2 L'ombre qui couvre le visage d'Elisabeth pendant qu'elle est au téléphone est lynchienne
Un autre réalisateur que Fargeat a cité comme source d'inspiration est David Lynch. Lynch est connu pour son style de réalisation expérimental, rêveur et surréaliste, et son influence transparaît dans ce film. Fargeat suit un style absurde et onirique similaire pour son deuxième long métrage, mais elle lui rend également directement hommage en recréant un plan rapproché dans le film Lost Highway de Lynch de 1997.
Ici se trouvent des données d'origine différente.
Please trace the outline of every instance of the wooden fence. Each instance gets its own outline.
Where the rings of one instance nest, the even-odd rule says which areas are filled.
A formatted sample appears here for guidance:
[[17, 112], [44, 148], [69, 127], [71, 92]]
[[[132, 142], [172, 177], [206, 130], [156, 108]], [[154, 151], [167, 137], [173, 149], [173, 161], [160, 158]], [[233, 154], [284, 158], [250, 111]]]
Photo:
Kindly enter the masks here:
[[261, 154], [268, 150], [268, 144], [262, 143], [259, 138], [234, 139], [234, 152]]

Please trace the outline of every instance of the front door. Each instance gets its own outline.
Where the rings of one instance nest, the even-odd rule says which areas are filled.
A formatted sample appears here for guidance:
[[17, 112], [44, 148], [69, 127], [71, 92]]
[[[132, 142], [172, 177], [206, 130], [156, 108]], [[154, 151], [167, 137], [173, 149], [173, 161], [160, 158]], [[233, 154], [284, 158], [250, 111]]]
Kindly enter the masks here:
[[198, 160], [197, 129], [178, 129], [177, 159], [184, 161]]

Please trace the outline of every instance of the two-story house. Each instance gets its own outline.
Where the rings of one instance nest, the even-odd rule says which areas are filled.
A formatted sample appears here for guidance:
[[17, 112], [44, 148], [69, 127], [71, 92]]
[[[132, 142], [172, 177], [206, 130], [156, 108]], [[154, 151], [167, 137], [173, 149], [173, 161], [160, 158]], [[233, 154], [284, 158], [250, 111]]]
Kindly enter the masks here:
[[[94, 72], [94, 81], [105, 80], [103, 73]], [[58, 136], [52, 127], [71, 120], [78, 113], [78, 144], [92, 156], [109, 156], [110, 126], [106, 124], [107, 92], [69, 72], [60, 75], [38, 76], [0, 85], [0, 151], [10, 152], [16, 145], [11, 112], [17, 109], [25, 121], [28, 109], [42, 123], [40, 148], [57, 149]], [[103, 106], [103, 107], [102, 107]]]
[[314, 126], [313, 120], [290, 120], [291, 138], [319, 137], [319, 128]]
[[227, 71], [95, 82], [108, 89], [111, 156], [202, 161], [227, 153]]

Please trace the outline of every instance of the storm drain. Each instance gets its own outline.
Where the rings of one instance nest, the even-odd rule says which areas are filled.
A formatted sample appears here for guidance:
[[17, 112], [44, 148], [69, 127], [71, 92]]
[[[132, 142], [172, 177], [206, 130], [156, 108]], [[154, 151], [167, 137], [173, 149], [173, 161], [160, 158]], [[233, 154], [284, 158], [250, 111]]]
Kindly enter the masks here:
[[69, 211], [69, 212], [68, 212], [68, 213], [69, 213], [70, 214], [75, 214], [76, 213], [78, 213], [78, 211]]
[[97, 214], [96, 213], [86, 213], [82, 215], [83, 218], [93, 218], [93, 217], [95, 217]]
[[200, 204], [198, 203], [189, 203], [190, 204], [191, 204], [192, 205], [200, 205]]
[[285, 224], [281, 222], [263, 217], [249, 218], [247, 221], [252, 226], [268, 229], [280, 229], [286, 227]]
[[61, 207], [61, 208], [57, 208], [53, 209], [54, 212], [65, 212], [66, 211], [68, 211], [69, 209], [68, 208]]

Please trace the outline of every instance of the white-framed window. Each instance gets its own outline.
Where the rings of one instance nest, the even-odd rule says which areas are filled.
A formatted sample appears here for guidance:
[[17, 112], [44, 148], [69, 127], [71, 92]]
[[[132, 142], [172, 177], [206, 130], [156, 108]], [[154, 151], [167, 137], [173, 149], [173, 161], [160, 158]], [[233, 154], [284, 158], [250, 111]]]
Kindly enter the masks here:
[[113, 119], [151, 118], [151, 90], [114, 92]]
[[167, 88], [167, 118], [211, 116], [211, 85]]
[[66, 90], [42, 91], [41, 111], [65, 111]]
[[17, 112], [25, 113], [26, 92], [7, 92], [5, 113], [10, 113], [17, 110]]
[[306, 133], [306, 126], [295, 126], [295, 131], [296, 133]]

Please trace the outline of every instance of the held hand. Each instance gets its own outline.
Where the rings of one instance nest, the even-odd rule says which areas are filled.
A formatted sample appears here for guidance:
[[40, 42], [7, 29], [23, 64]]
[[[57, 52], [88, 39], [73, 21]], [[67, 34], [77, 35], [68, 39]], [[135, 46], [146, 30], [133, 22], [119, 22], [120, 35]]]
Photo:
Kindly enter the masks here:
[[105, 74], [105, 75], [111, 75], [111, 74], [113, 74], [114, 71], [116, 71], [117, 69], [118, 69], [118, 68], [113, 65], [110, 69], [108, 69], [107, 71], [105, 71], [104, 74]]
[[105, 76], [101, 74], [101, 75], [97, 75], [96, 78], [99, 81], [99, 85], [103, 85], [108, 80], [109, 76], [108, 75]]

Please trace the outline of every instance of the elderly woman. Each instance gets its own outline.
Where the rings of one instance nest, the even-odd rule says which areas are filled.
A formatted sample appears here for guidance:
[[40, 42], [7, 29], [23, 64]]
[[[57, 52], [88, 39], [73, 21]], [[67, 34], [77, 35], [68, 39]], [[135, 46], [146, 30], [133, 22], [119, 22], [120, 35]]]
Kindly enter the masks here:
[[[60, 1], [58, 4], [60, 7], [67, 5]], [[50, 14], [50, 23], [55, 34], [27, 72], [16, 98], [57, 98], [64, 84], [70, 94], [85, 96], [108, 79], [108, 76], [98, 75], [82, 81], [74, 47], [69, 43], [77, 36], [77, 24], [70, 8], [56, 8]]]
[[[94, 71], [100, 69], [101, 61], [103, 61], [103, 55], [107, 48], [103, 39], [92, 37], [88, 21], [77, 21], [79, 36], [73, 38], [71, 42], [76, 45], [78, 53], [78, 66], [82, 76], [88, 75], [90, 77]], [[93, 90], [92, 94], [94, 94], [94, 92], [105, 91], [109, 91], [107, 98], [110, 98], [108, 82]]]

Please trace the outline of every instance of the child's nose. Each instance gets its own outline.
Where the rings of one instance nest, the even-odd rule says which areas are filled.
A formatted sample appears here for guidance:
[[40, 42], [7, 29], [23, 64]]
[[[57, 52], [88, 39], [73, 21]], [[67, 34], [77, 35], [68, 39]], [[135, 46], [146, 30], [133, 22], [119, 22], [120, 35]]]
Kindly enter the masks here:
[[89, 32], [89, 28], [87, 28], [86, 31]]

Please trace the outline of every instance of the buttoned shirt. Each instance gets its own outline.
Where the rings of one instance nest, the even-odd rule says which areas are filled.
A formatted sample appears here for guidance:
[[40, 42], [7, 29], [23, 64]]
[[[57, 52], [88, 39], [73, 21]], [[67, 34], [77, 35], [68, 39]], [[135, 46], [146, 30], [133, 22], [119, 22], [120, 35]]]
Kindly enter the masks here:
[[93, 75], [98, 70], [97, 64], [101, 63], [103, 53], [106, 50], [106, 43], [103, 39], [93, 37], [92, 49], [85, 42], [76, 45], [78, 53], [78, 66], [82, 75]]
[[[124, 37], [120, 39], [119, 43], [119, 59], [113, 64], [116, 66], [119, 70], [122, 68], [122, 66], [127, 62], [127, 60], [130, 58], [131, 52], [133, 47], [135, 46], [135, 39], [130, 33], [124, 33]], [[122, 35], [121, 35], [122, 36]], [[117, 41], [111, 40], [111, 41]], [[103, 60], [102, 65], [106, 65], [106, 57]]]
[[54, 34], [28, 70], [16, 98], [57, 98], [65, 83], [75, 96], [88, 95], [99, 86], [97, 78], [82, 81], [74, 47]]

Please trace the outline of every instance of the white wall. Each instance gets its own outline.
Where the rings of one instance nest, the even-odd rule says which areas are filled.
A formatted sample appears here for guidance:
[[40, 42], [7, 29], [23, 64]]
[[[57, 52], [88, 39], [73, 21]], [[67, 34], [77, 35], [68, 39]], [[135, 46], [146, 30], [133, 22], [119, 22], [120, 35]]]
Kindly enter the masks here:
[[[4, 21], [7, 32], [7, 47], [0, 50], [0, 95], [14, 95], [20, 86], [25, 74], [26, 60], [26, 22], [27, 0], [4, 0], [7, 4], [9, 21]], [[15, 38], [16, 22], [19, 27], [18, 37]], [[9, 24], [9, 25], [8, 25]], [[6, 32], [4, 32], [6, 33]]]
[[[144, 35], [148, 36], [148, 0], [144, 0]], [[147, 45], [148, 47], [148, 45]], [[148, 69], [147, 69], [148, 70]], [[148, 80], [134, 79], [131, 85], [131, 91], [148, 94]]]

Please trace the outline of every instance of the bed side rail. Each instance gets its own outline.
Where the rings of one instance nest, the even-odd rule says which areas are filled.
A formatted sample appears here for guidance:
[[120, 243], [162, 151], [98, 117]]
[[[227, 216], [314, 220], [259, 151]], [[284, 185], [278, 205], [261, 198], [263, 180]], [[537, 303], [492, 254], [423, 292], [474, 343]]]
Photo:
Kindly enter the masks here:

Appels téléphoniques mystérieux
Dans Lost Highway, Patricia Arquette incarne deux personnages, et l'un d'eux a une scène dans laquelle elle répond à un mystérieux appel téléphonique. La caméra se rapproche de son visage pour que sa bouche soit visible, mais une ombre sombre recouvre son visage depuis la bouche. Fargeat place Elisabeth dans une scène presque identique, où elle appelle les créateurs de The Substance et où une ombre couvre son visage depuis la bouche.
1Harvey fait une référence directe au King Kong de 1933 en parlant d'Elisabeth
Au début du film, il est établi qu'Harvey est un directeur de studio motivé par la cupidité, les audiences et le sex-appeal. Quand Elisabeth va aux toilettes après avoir terminé l'enregistrement de son émission, elle entend Harvey au téléphone parler du fait qu'elle est trop vieille pour participer à l'émission et à quel point il est excité de la licencier et de la remplacer. Il la qualifie cruellement de « vieille salope » et transmet son incrédulité quant au fait que son émission d’exercices de style années 80 soit toujours à l’antenne.
Harvey mentionne à son collègue au téléphone combien de temps a eu lieu sa grande rupture, demandant « Et c'était quand, King Kong ? » Il le demande avec un sourire narquois et renforce la plaisanterie mesquine en disant qu'il s'agissait de la version des années 1930.
L'âgisme frappe à nouveau
L'âgisme est un thème crucial dans The Substance, et Harvey enfonce le clou en prouvant le point de vue de Fargeat dans les premières scènes du film. Cette conversation a lieu le matin du cinquantième anniversaire d'Elisabeth, et elle est jetée comme une poubelle car elle n'est plus aussi jeune et jolie qu'elle l'était autrefois. Bien qu'il s'agisse d'une référence amusante en soi, l'intention malveillante qui la sous-tend est ce qui fait ressortir le point de vue de Fargeat selon lequel les femmes sont soumises à des normes différentes de celles des hommes et sont obligées de faire face à leur âge d'une manière que les hommes ne le sont pas.
The Substance est désormais à l'affiche en salles.